Un magnifique ouvrage.
Située sur une place publique reliant plusieurs artères marchandes et donnant sur le vieux port, l'édifice est formé d'un encadrement en pierre taillée, coiffé d'un rebord de tuiles rondes de couleur verte et délimité, de part et d'autre, par deux colonnes en marbre surmontées de chapiteaux à feuilles lobées de style ottoman. Dans ce cadre est inscrit un rectangle en marbre, meublé par un arc en plein cintre outrepassé à claveaux noirs et blancs de type ablaq, répertorié en Tunisie depuis l'époque hafside.

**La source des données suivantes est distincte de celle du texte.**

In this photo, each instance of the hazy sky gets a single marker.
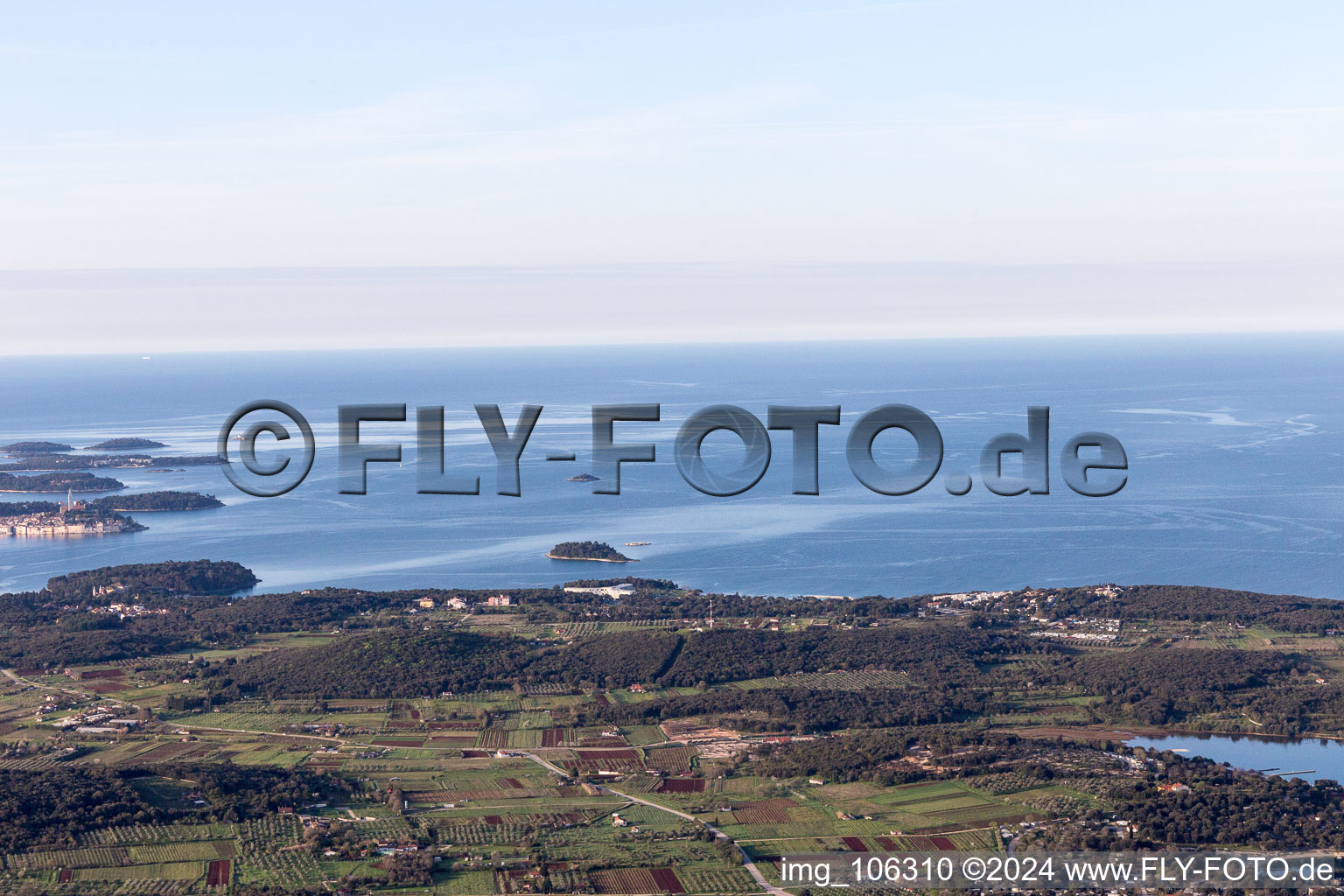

La base du rectangle est décorée d'un vase de fleur turquisant, gravé en marbre, d'où jaillissement deux rinceaux symétriques à fleurons stylisés et trilobés.
Je vous invite à visionner l'illustration vidéo:
L'intrados de cet arc, légèrement en saillie, est garni d'une inscription bilingue arabe et turque, composée de 13 lignes en écriture thoulouth, en relief. Elle comporte le poème suivant :
“Dieu a choisi un seigneur dans notre temps / pour faire des bienfaits et délier les attaches des nécessiteux : / L'honneur du temps, le dey Youssef / qui voit, en dépensant les finances, son bénéfice de commerce. / Il a fait couler les eaux de tous côtés / en attendant comme récompense de s'abreuver au fleuve al-Kaoutari. / Le débit public est à lui, regardez sa beauté ! / Grâce à lui Bizerte est devenue agréable au contemplateur. / Bois, ô assoiffé, de cette source délicieuse / dont l'eau limpide est comme sucrée ! / Quelle belle fontaine dont la date se résume ainsi : / Nous a créé la fontaine le chef des soldats. (1041)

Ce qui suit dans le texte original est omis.